We exhibited the dynamical performance of the suggested fractional framework for chikungunya infection with the modification of the index of memory in the first interference, shown in Figs. 2, 3 and 4. In Fig. 2, we assumed \(\xi \) to be 0.85, 0.90, 0.95 and 1.00 while the parameter \(\xi \) is considered to be 0.70, 0.75, 0.80, 0.85 and 0.4, 0.6, 0.8, 1.00 in Figs. 3 and 4, respectively. According to our findings, the infection level of both species reduces as the memory index lowers. As a result, we propose that controlling the memory index could regulate this viral infection and propose it to authorities for the avoidance of infections in the community.

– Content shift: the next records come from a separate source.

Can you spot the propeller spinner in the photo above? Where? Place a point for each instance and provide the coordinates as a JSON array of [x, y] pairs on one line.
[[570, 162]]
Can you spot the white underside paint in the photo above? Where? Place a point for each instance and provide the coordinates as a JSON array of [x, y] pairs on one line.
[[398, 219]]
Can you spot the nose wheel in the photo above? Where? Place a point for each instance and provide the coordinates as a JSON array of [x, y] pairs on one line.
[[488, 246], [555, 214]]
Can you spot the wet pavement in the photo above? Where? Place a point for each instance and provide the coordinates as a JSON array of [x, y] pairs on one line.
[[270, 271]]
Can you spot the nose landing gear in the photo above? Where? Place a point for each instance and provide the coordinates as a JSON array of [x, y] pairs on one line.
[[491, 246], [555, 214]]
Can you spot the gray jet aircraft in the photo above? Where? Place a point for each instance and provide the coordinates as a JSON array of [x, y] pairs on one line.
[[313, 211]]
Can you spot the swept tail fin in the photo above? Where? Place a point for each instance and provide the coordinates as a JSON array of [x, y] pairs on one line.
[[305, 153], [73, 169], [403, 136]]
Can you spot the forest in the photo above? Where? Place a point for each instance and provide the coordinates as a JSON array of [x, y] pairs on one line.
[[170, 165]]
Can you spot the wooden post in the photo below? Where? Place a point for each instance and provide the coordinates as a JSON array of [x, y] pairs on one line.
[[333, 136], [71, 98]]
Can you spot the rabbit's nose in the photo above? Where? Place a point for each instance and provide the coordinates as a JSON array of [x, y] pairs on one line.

In the second simulation illustrated in Fig. 5, we emphasized the solution paths of the chikungunya virus infection model with biting rate variation. We discovered that when the bite rate boosted so did the degree of illness. As a result, this input component is crucial.

We demonstrated the influence of vaccination on the propagation dynamics of chikungunya viral infection in the third simulation depicted in Fig. 6. We discovered that immunization is a key element in reducing chikungunya infection in the community. The vaccine parameters are advised to health officials for infection control based on these findings. The impact of treatment has been visualized using numerical simulations in the final simulation shown in Fig. 7. We proposed that the index of memory, immunization, and treatment be utilized as control criteria for chikungunya viral infection avoidance. In our future work, the proposed model will be examined and validated using real-world data on the availability of data, enabling us to to predict the future course of the epidemic.

Concluding remarks

In this study, we developed a mathematical framework for the transmission of chikungunya infection with vaccination and therapy. The suggested chikungunya model is constructed in a fractional framework to demonstrate the influence of memory on the dynamics of chikungunya. We used the basic principles of fractional calculus to analyze our mathematical framework. In our study, we focused on qualitative analysis and the dynamical behavior of chikungunya viral infection. The uniqueness and existence of the solution of the provided chikungunya model are investigated using the fixed-point theorem within the context of Banach’s and Schaefer’s. Through these, we obtained the Ulam–Hyers stability criteria for our chikungunya viral infection system. The influence of various factors on the dynamics of chikungunya virus infection is investigated by employing the Laplace Adomian reduction methodology to demonstrate the impact of many parameters on the dynamics of this viral infection. Numerical simulations, in particular, are employed to illustrate the impacts of fractional-order, immunization, and treatment. We have shown that the bite rate is an important metric that can render a more challenging controller. The biting rate of mosquitos is expected to be harmful, whereas vaccines and treatment are promising characteristics for infection management. It has been proposed that reducing mosquito bite rates can reduce the severity of chikungunya virus illness. We demonstrated the role of memory in the dynamics of chikungunya infection and propose that it might be employed as a control measure for the prevention of infection. In addition to this, we hypothesized that chikungunya within society could be managed by reducing bite rates and enhancing vaccine and treatment.